Public health officials, however, are pretty clear on the answer: Vaccinations are the reason we have all but wiped out such formerly common diseases as polio, whooping cough, chicken pox and, yes, measles. According to the CDC, the "majority" of the people who got measles in those 102 reported cases were not vaccinated. The source of the infection is believed to be a visitor from overseas. (Measles is still common in Europe, Asia, the Pacific and Africa.)
Who Can You Trust?
Whatever the reason, part of the problem with the latest outbreak is that some of our leaders are sending confusing, often contradictory messages.
President Obama was unequivocal in supporting the use of vaccines over the weekend. "Get your kids vaccinated," he said, while expected 2016 Democratic presidential candidate Hillary Rodham Clinton seconded that emotion on Monday. "The science is clear: The earth is round, the sky is blue, and #vaccineswork," she tweeted.
But things go a bit cloudier this week when likely Republican presidential candidate New Jersey Governor Chris Christie appeared to say it's up to parents, and then reversed himself.
Christie said he understood that "parents need to have some measure of choice in things as well" and "there has to be a balance." But after getting serious blowback, Christie seemed to change his mind, with his office issuing a clarification: "the Governor believes vaccines are an important public health protection and with a disease like measles there is no question kids should be vaccinated."
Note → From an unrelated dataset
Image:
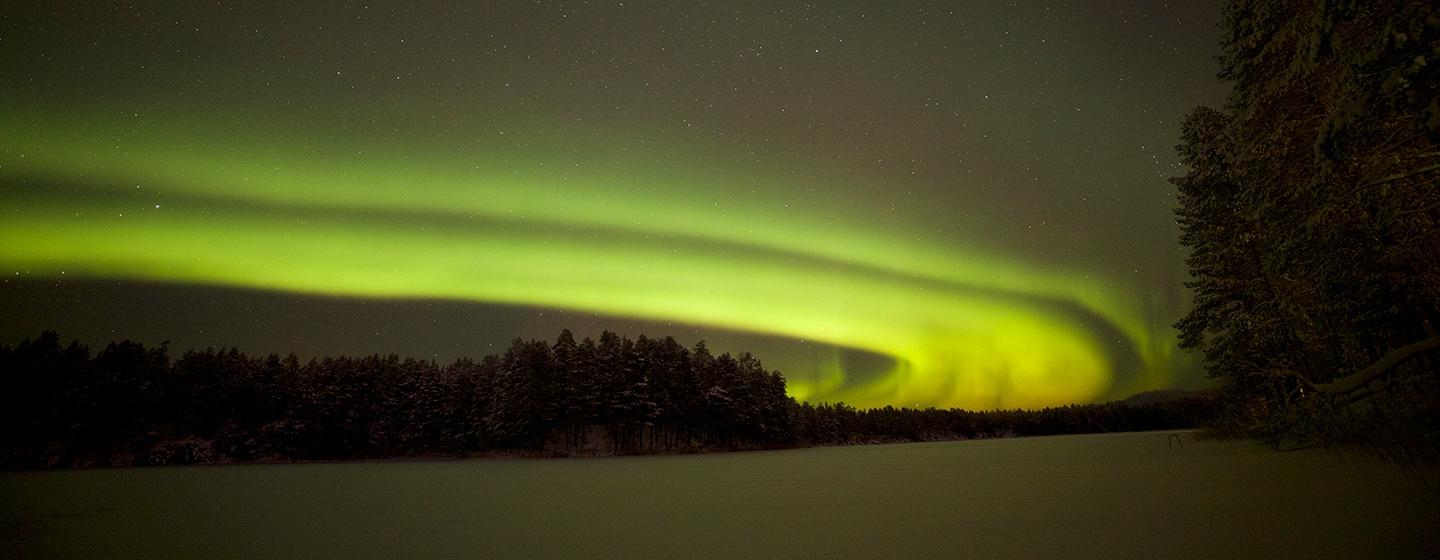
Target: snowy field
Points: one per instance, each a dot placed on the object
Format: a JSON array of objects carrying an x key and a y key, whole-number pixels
[{"x": 1125, "y": 495}]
Another Republican presidential hopeful, Senator (and physician) Rand Paul, was not so sure.
"While I think it’s a good idea to take the vaccine, I think that’s a personal decision for individuals," he told conservative talk radio host Laura Ingraham. While he was annoyed by doctors who told him to vaccinate his own children, Paul said he eventually relented, spacing out the shots over a period of time.
What Do You Think?
The debate has clearly divided people, with some blaming non-vaccinators for needlessly spreading a disease and people who chose not to vaccinate arguing that it is their choice what chemicals are put into their children's bodies.
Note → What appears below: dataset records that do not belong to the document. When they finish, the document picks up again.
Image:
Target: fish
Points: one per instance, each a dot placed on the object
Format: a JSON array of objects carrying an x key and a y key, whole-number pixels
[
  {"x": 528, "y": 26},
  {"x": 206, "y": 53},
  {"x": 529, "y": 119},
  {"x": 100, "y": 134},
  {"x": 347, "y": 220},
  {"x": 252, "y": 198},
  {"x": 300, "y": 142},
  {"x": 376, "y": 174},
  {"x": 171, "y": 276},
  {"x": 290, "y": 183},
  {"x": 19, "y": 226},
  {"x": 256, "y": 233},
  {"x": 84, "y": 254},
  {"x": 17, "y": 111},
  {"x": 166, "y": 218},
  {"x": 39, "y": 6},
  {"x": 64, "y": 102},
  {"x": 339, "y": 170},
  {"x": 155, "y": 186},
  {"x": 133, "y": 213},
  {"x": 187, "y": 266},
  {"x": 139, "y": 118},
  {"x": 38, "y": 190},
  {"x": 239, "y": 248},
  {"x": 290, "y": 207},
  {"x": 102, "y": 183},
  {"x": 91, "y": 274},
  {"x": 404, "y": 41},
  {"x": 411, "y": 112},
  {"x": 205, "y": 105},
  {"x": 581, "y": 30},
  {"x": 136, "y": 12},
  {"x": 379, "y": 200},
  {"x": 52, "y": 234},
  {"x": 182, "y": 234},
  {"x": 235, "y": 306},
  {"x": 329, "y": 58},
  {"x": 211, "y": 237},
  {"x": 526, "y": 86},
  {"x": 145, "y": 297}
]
Do You Have To Get Vaccinated?
According to the Monitor, all states allow for medical exemptions to vaccines and all but West Virginia and Mississippi allow for religious exemptions. About 20 states also allow for a "personal belief" exemption, and many pro-vaccine voices are reportedly turning their anger at those clusters of non-vaccinators, which can be found in places like Marin or Orange County in California and Boulder, Colorado.
The questioners in those communities tend to be educated and well-off, as well as focused on a natural lifestyle that questions mainstream medicine and the large pharmaceutical companies that typically manufacture vaccines. Others include Amish communities, some Orthodox communities in New York and Christian Scientists.
Some who delay or customize the schedule of vaccination point to higher rates of autoimmune and attention-deficit disorders in young people and the clustering of the typically three dozen shots most children are required to get by age six.